French painter (1899–1985)

Marcel Dyf (born Marcel Dreyfus, 7 October 1899 – 15 September 1985) was a French impressionist painter.

==Biography==

===Early life===
Marcel Dyf was born Marcel Dreyfus on 7 October 1899 in Paris. He grew up in Normandy, in the towns of Ault, Deauville and Trouville. He started a career as an engineer but soon decided to become a painter. In 1922, he moved to Arles, where he was trained as a painter and set up a studio.

===Career===
He painted frescoes in the city halls of Saint-Martin-de-Crau and Saintes-Maries-de-la-Mer. He also painted frescoes in the Museon Arlaten and in the dining hall of the Collège Ampère, both of which are in Arles. He also designed windows inside the Église Saint-Louis in Marseille.

In 1935, he moved to Maximilien Luce's old studio on the Avenue du Maine in Paris. By 1940, because of the German invasion of France during the Second World War, he returned to Arles.

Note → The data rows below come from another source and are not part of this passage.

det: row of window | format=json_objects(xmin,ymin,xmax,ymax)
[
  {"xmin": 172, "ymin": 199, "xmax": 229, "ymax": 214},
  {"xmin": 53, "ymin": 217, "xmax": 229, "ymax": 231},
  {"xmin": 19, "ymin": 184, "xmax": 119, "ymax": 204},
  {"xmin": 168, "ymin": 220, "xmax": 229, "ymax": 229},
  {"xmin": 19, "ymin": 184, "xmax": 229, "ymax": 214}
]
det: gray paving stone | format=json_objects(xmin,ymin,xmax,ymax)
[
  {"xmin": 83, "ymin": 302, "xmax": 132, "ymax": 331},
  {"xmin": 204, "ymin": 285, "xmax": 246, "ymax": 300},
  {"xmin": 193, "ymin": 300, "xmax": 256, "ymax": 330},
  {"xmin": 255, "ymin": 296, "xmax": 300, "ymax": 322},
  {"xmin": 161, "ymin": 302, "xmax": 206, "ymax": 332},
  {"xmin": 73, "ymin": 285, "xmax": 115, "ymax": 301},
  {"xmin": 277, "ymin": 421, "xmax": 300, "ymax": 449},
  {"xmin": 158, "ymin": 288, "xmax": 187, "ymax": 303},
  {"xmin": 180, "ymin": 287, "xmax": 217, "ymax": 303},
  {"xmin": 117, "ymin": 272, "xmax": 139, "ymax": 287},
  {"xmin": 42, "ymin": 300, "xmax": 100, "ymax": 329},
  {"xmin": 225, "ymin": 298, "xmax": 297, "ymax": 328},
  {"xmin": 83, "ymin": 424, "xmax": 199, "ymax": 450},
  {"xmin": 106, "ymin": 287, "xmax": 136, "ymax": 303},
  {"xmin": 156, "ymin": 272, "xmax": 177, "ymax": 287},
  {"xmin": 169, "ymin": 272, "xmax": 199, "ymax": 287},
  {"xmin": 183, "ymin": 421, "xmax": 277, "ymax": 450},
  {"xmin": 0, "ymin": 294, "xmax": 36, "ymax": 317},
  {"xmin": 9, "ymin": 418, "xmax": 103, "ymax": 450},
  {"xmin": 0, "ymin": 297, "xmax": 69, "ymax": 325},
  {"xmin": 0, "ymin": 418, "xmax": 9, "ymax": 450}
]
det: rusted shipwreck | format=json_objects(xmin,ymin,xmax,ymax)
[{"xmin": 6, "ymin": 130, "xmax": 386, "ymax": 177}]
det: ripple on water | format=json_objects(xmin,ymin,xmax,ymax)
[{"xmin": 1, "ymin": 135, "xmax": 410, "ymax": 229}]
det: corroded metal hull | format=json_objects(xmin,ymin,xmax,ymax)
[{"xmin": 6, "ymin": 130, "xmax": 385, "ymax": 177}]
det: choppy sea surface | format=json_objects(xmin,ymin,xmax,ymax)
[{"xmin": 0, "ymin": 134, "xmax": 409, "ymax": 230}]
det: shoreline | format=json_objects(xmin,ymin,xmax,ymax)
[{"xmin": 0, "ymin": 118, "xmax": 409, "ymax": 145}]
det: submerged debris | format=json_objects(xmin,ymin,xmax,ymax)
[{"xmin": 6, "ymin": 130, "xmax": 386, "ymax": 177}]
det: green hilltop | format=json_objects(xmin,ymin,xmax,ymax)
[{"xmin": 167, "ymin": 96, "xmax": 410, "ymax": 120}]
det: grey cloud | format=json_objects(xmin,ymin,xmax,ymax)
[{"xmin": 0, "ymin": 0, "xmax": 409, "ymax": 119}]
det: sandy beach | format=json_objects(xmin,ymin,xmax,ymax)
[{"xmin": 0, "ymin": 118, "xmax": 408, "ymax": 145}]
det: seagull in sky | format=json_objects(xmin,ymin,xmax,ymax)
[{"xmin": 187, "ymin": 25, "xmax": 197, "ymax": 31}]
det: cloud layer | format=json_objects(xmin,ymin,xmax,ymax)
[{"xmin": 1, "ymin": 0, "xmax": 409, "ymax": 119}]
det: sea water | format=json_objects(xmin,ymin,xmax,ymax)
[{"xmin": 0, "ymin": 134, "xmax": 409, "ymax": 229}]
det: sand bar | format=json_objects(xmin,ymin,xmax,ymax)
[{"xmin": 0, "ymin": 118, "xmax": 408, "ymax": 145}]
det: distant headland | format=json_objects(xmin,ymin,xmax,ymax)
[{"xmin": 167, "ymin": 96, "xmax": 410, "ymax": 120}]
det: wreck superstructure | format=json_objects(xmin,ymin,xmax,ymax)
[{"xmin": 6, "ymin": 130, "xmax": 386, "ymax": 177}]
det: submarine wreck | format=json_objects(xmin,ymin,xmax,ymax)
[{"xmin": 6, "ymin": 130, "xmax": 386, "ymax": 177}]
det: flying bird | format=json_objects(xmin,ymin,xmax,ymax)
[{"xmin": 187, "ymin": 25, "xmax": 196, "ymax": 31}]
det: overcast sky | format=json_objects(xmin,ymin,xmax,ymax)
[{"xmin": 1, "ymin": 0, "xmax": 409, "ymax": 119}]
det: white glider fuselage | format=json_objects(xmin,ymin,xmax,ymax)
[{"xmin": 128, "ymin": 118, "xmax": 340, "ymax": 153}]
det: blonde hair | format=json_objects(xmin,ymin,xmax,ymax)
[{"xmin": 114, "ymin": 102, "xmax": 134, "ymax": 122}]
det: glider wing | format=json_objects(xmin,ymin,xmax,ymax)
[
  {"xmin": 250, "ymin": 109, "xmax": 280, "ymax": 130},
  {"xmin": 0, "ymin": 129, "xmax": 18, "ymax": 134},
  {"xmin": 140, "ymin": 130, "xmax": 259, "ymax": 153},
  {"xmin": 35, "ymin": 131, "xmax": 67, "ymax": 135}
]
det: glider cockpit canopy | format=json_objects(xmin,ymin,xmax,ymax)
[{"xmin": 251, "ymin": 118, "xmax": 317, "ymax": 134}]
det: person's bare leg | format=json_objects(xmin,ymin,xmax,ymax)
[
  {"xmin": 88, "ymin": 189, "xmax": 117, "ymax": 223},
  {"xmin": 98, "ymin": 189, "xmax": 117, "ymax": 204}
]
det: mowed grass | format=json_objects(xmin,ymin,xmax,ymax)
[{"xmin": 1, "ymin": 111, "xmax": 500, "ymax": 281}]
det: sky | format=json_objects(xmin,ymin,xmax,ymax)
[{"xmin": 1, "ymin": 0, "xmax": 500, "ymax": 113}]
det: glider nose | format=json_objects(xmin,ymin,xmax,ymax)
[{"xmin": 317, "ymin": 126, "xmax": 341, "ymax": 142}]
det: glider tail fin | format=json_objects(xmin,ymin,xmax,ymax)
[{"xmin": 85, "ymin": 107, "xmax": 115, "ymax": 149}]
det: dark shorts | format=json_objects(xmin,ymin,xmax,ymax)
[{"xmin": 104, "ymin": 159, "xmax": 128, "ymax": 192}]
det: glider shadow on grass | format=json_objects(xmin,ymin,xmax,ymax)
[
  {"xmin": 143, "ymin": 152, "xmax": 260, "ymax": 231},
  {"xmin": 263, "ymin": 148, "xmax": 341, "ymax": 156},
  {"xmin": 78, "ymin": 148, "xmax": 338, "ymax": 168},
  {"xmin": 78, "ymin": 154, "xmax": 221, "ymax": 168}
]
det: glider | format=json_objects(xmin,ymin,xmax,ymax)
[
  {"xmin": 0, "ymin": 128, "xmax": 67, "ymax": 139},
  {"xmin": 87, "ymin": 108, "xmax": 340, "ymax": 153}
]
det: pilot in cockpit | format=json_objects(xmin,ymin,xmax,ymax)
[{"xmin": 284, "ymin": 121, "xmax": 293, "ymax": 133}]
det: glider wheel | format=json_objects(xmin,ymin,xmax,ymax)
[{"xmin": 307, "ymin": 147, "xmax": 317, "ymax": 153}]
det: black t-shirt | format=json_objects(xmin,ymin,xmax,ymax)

He quickly joined the French Resistance in Corrèze and the Dordogne. He later moved back to Paris and finally moved in Saint-Paul-de-Vence. However, in the 1950s, he started wintering in Paris and summering in Cannes, where he attracted the attention of American art collectors.

His work was exhibited and sold at the Petrides Gallery, the Salon d’Automne, the Salon des Tuileries and the Salon des Artistes Français in Paris as well as galleries in Cannes, Nice, Marseille and Strasbourg. Overseas, it was exhibited at the Frost & Reed Gallery in London.

===Personal life===
In 1954, he married Claudine Godat in Cannes, when she was nineteen years old. The Dyfs purchased a sixteenth-century hunting lodge in Bois-d'Arcy near Versailles, and it became their primary residence. They also summered in Saint-Rémy-de-Provence and Eygalières.

He died on 15 September 1985 in Bois-d'Arcy.